About this event
What is the Hydroxychloroquine? Hydroxychloroquine is a disease-modifying anti-rheumatic medication (DMARD). It regulates the function of the immune system, which can be hyperactive in certain diseases. Hydroxychloroquine may alter the underlying pathology rather than just treating symptoms. Uses Hydroxychloroquine is used for treating: • rheumatoid arthritis • discoid and systemic lupus erythematosus (SLE) • Juvenile Idiopathic Arthritis (JIA). In the long term, Hydroxychloroquine may reduce swelling, pain, and stiffness in joints. If you have lupus, this medication may help to reduce the eruption. It could take as long as 12-weeks before you begin to notice the positive effects. Hydroxychloroquine is usually used in conjunction with other medications, such as methotrexate. Are there any other reasons why I shouldn't get Hydroxychloroquine? Before you begin treatment with Hydroxychloroquine, your doctor might conduct blood tests to confirm that your kidneys and liver are functioning normally. However, you will not require regular examinations for blood during treatment. The doctor will inquire about any issues with your eyesight and recommend that you undergo an eye exam. Hydroxychloroquine will not usually be prescribed if you suffer from maculopathy, a problem with the central portion of the retina within the eye.

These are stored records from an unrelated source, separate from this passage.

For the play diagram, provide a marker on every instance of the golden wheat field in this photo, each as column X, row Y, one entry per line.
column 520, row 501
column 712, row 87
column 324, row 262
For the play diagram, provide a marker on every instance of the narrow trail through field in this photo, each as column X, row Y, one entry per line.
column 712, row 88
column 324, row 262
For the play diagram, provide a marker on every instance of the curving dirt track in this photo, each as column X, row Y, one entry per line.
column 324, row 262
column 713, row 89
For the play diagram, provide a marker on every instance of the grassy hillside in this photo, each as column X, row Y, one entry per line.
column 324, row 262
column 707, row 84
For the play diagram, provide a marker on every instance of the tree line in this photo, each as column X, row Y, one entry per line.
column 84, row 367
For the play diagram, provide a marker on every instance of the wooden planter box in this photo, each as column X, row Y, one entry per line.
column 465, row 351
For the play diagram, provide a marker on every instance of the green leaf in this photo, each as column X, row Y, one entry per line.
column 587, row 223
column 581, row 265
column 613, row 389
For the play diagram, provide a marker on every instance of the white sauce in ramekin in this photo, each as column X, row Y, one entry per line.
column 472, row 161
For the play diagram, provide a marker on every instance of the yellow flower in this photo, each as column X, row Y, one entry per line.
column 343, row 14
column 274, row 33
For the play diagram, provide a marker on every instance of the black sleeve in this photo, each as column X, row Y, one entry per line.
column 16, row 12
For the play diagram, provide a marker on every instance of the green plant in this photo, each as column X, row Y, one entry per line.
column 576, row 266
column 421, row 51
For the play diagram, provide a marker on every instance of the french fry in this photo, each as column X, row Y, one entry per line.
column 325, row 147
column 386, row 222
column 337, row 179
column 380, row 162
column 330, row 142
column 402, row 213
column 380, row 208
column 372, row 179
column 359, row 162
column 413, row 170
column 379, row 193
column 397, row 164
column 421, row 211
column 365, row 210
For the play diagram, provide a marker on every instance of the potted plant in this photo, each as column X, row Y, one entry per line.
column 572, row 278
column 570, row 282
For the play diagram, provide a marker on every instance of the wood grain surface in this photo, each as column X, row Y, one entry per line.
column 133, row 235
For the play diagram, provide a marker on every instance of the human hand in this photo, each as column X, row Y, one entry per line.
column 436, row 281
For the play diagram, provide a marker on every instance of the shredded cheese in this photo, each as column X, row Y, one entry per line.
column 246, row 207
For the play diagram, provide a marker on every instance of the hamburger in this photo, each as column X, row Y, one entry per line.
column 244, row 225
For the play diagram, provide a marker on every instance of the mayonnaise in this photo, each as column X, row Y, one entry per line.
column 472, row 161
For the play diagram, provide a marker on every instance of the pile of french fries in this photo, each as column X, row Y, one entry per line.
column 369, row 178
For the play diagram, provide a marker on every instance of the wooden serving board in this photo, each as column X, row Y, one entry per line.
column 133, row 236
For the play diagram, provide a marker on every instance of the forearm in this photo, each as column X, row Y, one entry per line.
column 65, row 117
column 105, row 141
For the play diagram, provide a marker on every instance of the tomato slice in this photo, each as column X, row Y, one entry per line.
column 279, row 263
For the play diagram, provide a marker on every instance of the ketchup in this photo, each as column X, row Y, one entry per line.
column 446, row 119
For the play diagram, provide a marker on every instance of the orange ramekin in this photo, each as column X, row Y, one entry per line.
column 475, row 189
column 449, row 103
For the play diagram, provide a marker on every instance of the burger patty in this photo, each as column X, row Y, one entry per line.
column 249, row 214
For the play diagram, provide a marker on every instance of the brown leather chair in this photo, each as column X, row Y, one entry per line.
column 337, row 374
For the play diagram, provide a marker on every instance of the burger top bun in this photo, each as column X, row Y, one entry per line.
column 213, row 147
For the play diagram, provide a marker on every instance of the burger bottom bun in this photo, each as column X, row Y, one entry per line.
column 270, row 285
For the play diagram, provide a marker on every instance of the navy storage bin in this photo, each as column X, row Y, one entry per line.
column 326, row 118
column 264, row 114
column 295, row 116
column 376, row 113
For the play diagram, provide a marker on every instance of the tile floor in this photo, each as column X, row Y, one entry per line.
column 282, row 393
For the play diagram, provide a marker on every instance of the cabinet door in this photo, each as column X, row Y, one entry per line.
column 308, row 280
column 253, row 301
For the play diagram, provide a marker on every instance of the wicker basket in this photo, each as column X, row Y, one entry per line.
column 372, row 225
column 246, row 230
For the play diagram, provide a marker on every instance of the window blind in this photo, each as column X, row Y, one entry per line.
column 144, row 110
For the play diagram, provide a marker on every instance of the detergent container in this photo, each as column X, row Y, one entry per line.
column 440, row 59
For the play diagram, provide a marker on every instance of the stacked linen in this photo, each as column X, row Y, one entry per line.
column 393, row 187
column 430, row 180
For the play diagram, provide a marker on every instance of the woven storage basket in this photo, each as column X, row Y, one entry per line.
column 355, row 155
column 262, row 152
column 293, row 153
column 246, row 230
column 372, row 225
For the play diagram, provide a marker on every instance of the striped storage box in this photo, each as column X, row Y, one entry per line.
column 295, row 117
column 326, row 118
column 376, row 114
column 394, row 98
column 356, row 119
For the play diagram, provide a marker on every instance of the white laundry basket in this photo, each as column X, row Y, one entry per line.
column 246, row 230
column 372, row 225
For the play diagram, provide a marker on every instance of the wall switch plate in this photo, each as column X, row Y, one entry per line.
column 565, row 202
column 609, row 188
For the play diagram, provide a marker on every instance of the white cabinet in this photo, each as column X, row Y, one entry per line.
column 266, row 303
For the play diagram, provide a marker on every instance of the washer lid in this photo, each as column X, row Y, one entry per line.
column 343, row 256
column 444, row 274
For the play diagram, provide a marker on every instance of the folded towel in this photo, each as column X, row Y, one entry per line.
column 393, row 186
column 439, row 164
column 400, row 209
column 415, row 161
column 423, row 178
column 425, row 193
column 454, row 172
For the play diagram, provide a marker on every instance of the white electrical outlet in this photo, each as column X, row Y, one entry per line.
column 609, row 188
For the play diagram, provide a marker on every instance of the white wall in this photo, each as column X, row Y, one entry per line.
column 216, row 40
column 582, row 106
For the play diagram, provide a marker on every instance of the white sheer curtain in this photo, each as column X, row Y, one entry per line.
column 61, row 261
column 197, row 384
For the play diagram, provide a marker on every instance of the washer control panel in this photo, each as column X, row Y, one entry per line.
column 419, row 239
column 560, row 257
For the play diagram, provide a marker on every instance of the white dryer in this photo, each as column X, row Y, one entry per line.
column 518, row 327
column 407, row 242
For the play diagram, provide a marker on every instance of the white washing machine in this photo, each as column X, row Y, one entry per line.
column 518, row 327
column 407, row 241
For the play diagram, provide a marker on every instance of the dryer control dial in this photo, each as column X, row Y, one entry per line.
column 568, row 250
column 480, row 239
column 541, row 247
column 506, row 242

What is the procedure? Hydroxychloroquine can be available in tablet form. It is taken in conjunction with or following food. Your physician will guide you on the appropriate dosage. In general, you'll begin with an entire dose of 200-400 mg per day, but in the future, your doctor might lower the amount. If your condition is well controlled, you might be advised only to take Hydroxychloroquine 3-4 times a week. How long will it take to get started? Hydroxychloroquine won't take effect immediately. It could take up to 12 weeks before you see any benefits. Since it's a long-term therapy, it is essential to continue using Hydroxychloroquine until you've experienced severe side effects: • regardless of whether it does appear to be working initially • Even if your symptoms are improving (to keep the illness at bay). The effects of other treatments Hydroxychloroquine is often used in conjunction with other medications that can treat disease, like methotrexate, which is particularly effective for rheumatoid arthritis. However, certain drugs could be a problem for Hydroxychloroquine. Treatments for indigestion (for example, antacids, including various over-the-counter remedies) may hinder Hydroxychloroquine's absorption ability. It's suggested to keep at least 4 hours following taking Hydroxychloroquine before you start taking an indigestion cure. Discuss any new medication with your physician before starting the treatment. Make sure to mention that the Hydroxychloroquine you're taking is being treated by someone other than your regular healthcare team.
It is possible to continue using a non-steroidal anti-inflammatory medication (NSAID) and painkillers if you need to or are recommended by your doctor unless you are advised the opposite. Avoid taking over-the-counter medicines and herbal cures without talking it over first with your doctor. Breastfeeding and pregnancy It is recommended to discuss the medication you are taking with your doctor when you're planning to get an infant, pregnant, or thinking about nursing. According to current guidelines, the Hydroxychloroquine drug can be used during pregnancy. It is generally recommended to stick to taking it to avoid the possibility of a flare-up in your condition since the benefits are usually more significant than the risk. You may also breastfeed when you're taking Hydroxychloroquine. Very little of the drug gets into the milk of your baby, and there's no evidence that it affects the infant. Alcohol There's not any known relationship between alcohol and Hydroxychloroquine If you're taking methotrexate, you must stay within the limits recommended by your doctor (no more significant than fourteen units of alcohol-related alcohol per day for people of all ages) because methotrexate may interfere with alcohol and alter the liver. In certain situations, your doctor may recommend lower limits.